Antisemites believed racial characteristics could not be overcome by assimilation or even conversion. Jews were said to be dangerous and threatening because of their “Jewish blood.” Antisemitic racism united pseudoscientific theories with centuries old anti-Jewish stereotypes. These ideas gained wide acceptance. — Why the Jews: History of Antisemitism, United States Holocaust Memorial Museum
When did we begin to see Jews as a race, as delineated by modernity and social scientists who devised race theory? Hasn’t humanity suffered enough under the whole elite global empire of race-mongering? Why do we need race to be real? We have much valid and reliable evidence to debunk race as a serious concept to classify human beings and govern human societies. Why do we still cling to it, then? What purpose does it serve? Why do we choose to put our faith in the secular canon of racialism rather that the very ancient Divinely-inspired canon of the Torah and accompanying Rabbinical literature? It seems to me like a form of self worship.
I understand the desire to own one’s people’s own history and cultural body of knowledge. My father was a from a wholly Hindu background and I used to get annoyed with the appropriation of yoga and tikka masala by wider cultures. Now I’m satisfied to switch the lens of my perceptual camera — where before I saw appropriation and theft of a cultural object or practise, now I see cultural influence. Where before I felt aggrieved and accusatory, as though many people took things from my father’s people, now I can release that lower-self-ish thinking and feel content with the fact of the immeasurable and phenomenal reach my father’s people had and the joy the Hindu culture brings to the world. Nothing belongs to us anyway, all comes from The Creator. Culture is not a possession, it’s the human condition. We cannot own culture, we can only understand and embrace it. And along the way we can learn to coexist with other humans and their culture.
Islam has indeed taken the sacred foundational mythology of the Jewish people, exploited, distorted, abused it, and used it against Jewish people and anyone who isn’t Islamic. Dhimmitude is very real and it’s destructive and bad. We must do everything we can to crush that mindset.
Whose blood is redder? Is your blood redder? Is mine redder? How would we know unless you spilled our own blood to find out? Sanhedrin 74b asks this question.

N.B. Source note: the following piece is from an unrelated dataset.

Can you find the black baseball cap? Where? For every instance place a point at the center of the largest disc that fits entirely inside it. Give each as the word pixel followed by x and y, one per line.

My metaphor to address this human dilemma sounds waaaay more crude than that of the Sages’, and it’s something I learned from my years as a caregiver and nurse, in particular when I worked on a bowel surgery ward — every one of us poops and my poop stinks and yours does too—in the end we are the same, have the same requirements and vulnerabilities. Hashem made us each and all in Her image, and that must be good enough for us each and all.
It doesn’t matter, in the end, whether the mythological stories we turn to for guidance have valid and reliable historical veracity. Do you need to be right? That is scientific enquiry and not faith, then. Faith defies all secular attempts to delineate and confine and rank it. Faith is not an empirical endeavour, that’s what makes it mysterious and challenging and timeless. I’ll leave my readers with a quote from Geneticist Razib Khan, whose Substack I highly recommend to you—it’s a great bang for your buck.
But, it also seems that for Muslims, the majority of their ancestry is the same as that of their Palestinian Christian neighbors; they too are the scions of ancient Levantines. The Arabic-speaking villagers of British Palestine descend from ancestors who spoke Aramaic, and who before that spoke Hebrew.
It’s a bittersweet coda to the Jewish return to Palestine that both they and the native Arabs descend from the same Levantine populations, meaning it is a reunion of kin. — More Than Kin, Less Than Kind, Razib Khan
G-d is not an identity. G-d is not a weapon to wield against others. G-d is the path.
May we be wiser and learn to coexist peacefully and compassionately with each other.